I moved away, cogitating, and at the same time keeping an eye out for any
chance passenger in his right mind that might come along and give me some light.
I judged I had found one, presently; so I drew him aside and said in his ear:
"If I could see the head keeper a minute -- only just a minute --"
"Prithee do not let me."
"Let you WHAT?"
"HINDER me, then, if the word please thee better. Then he went on to say he
was an under-cook and could not stop to gossip, though he would like it another
time; for it would comfort his very liver to know where I got my clothes. As he
started away he pointed and said yonder was one who was idle enough for my
purpose, and was seeking me besides, no doubt. This was an airy slim boy in
shrimp-colored tights that made him look like a forked carrot, the rest of his
gear was blue silk and dainty laces and ruffles; and he had long yellow curls,
and wore a plumed pink satin cap tilted complacently over his ear. By his look,
he was good-natured; by his gait, he was satisfied with himself. He was pretty
enough to frame. He arrived, looked me over with a smiling and impudent
curiosity; said he had come for me, and informed me that he was a page.

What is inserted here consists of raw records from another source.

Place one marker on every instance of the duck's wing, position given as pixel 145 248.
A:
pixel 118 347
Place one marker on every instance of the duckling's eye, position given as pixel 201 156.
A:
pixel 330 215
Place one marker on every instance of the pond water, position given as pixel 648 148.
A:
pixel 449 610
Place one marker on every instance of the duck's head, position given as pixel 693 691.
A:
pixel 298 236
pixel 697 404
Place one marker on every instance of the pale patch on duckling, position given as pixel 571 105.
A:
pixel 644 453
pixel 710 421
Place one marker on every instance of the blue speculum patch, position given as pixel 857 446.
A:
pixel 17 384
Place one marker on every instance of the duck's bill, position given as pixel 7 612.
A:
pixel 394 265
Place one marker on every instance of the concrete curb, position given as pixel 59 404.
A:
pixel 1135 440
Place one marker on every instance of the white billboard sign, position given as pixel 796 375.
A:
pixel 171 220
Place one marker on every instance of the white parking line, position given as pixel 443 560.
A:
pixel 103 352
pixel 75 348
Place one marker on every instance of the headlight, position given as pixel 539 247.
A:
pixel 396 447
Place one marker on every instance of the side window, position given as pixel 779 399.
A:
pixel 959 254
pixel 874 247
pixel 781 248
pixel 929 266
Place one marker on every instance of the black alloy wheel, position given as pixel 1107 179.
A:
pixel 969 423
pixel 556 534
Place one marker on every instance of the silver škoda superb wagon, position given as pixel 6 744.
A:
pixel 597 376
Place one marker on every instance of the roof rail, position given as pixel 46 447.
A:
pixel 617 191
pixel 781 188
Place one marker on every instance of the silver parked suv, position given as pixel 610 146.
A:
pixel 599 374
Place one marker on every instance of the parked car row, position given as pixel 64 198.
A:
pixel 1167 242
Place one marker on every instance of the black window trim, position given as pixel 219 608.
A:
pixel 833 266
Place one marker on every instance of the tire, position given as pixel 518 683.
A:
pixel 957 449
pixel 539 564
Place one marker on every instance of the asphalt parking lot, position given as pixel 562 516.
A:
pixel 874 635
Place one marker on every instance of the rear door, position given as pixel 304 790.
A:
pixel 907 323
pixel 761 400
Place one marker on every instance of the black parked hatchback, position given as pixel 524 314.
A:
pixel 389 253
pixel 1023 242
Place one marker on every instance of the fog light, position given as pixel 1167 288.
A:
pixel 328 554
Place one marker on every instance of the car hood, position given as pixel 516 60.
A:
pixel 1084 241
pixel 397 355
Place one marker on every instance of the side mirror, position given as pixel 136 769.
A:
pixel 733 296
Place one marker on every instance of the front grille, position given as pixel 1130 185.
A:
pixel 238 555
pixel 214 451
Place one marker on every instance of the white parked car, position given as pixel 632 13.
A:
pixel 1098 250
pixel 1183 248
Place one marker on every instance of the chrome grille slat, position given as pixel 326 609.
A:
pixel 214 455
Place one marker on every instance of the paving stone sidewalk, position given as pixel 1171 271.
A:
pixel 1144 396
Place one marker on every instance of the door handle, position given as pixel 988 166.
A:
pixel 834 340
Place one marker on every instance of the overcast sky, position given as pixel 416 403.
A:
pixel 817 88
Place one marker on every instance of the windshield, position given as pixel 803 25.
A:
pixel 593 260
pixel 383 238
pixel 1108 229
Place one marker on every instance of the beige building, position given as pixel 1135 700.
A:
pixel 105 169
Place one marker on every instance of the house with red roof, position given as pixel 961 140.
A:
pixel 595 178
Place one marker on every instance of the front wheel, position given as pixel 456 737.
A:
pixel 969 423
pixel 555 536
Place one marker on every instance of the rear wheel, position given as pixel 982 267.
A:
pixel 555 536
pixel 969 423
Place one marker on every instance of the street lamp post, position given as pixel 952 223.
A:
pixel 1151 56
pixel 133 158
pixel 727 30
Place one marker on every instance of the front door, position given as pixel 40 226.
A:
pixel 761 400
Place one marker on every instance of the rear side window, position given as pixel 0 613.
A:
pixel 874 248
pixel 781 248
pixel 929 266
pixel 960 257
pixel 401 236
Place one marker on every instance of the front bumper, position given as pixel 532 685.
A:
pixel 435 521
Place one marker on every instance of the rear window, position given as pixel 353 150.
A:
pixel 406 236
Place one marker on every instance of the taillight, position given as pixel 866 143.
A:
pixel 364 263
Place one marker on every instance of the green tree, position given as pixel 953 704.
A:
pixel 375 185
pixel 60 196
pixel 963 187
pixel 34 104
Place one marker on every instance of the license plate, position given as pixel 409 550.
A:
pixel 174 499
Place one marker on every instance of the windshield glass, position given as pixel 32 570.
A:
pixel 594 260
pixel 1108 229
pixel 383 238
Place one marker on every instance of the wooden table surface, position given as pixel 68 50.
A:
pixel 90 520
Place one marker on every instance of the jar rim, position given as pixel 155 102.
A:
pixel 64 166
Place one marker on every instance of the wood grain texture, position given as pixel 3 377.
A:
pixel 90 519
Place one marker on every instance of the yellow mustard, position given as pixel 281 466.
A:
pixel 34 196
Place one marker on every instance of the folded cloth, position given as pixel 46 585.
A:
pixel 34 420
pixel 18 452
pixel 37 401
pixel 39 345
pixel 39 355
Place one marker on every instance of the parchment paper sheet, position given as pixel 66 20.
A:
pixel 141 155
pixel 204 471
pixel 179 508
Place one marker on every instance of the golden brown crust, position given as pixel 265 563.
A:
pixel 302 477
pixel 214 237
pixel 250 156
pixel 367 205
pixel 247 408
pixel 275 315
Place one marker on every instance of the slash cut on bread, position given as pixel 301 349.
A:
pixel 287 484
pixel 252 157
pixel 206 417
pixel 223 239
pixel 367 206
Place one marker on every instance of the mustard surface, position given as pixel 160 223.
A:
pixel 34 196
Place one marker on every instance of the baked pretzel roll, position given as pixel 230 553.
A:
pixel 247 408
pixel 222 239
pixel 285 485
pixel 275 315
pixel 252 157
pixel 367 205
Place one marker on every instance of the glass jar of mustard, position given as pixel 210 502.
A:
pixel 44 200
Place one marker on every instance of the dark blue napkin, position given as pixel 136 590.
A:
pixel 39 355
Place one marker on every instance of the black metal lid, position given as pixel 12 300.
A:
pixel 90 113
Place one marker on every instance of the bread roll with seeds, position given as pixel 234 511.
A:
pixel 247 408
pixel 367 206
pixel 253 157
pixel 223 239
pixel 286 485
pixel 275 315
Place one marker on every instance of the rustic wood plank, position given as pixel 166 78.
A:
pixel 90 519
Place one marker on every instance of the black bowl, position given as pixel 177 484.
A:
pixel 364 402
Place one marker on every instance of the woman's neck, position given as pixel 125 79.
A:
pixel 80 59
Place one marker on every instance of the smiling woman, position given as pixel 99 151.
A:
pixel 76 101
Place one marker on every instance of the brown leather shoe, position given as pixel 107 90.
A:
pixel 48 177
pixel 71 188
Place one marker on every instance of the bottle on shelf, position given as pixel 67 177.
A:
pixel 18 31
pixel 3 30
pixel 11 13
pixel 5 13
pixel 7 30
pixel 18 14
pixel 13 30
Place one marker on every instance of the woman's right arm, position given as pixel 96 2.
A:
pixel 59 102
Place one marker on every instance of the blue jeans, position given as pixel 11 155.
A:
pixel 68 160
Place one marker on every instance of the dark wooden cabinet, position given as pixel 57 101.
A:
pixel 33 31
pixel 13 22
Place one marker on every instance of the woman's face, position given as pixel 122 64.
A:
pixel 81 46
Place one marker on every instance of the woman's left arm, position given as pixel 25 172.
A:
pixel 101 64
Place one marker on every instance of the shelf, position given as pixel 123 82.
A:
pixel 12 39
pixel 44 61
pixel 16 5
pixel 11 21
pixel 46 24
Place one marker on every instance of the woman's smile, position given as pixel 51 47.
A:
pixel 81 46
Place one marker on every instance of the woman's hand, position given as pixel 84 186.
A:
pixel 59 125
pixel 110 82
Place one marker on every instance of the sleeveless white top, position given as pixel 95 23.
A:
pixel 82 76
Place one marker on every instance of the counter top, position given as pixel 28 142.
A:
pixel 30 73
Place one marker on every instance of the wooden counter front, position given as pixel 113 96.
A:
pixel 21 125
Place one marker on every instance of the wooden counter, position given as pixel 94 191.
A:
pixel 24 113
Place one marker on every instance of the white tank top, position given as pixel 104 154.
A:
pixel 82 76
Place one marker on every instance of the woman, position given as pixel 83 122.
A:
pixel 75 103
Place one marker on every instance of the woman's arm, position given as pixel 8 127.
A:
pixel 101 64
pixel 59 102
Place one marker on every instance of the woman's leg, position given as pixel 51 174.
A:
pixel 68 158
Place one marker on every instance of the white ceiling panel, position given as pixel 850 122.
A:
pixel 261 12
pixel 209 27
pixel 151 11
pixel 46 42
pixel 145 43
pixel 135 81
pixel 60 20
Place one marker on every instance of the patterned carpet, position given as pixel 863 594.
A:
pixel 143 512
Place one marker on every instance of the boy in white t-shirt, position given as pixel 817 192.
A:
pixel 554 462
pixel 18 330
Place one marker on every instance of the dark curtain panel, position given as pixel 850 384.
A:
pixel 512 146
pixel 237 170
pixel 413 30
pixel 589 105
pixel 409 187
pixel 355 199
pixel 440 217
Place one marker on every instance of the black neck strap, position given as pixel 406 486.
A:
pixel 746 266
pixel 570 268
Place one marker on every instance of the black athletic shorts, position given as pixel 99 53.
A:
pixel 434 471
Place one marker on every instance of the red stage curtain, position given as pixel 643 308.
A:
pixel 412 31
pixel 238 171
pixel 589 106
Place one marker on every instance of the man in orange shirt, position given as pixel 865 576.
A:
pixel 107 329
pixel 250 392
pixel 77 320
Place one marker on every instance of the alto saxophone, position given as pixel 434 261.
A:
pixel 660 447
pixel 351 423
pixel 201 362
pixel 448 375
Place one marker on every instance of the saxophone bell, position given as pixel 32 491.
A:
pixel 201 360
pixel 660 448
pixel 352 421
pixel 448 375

"Go 'long," I said; "you ain't more than a paragraph."
It was pretty severe, but I was nettled. However, it never phazed him; he
didn't appear to know he was hurt. He began to talk and laugh, in happy,
thoughtless, boyish fashion, as we walked along, and made himself old friends
with me at once; asked me all sorts of questions about myself and about my
clothes, but never waited for an answer -- always chattered straight ahead, as
if he didn't know he had asked a question and wasn't expecting any reply, until
at last he happened to mention that he was born in the beginning of the year
513.
It made the cold chills creep over me! I stopped and said, a little faintly:
"Maybe I didn't hear you just right. Say it again -- and say it slow. What
year was it?"
"513."
"513! You don't look it! Come, my boy, I am a stranger and friendless; be
honest and honorable with me. Are you in your right mind?"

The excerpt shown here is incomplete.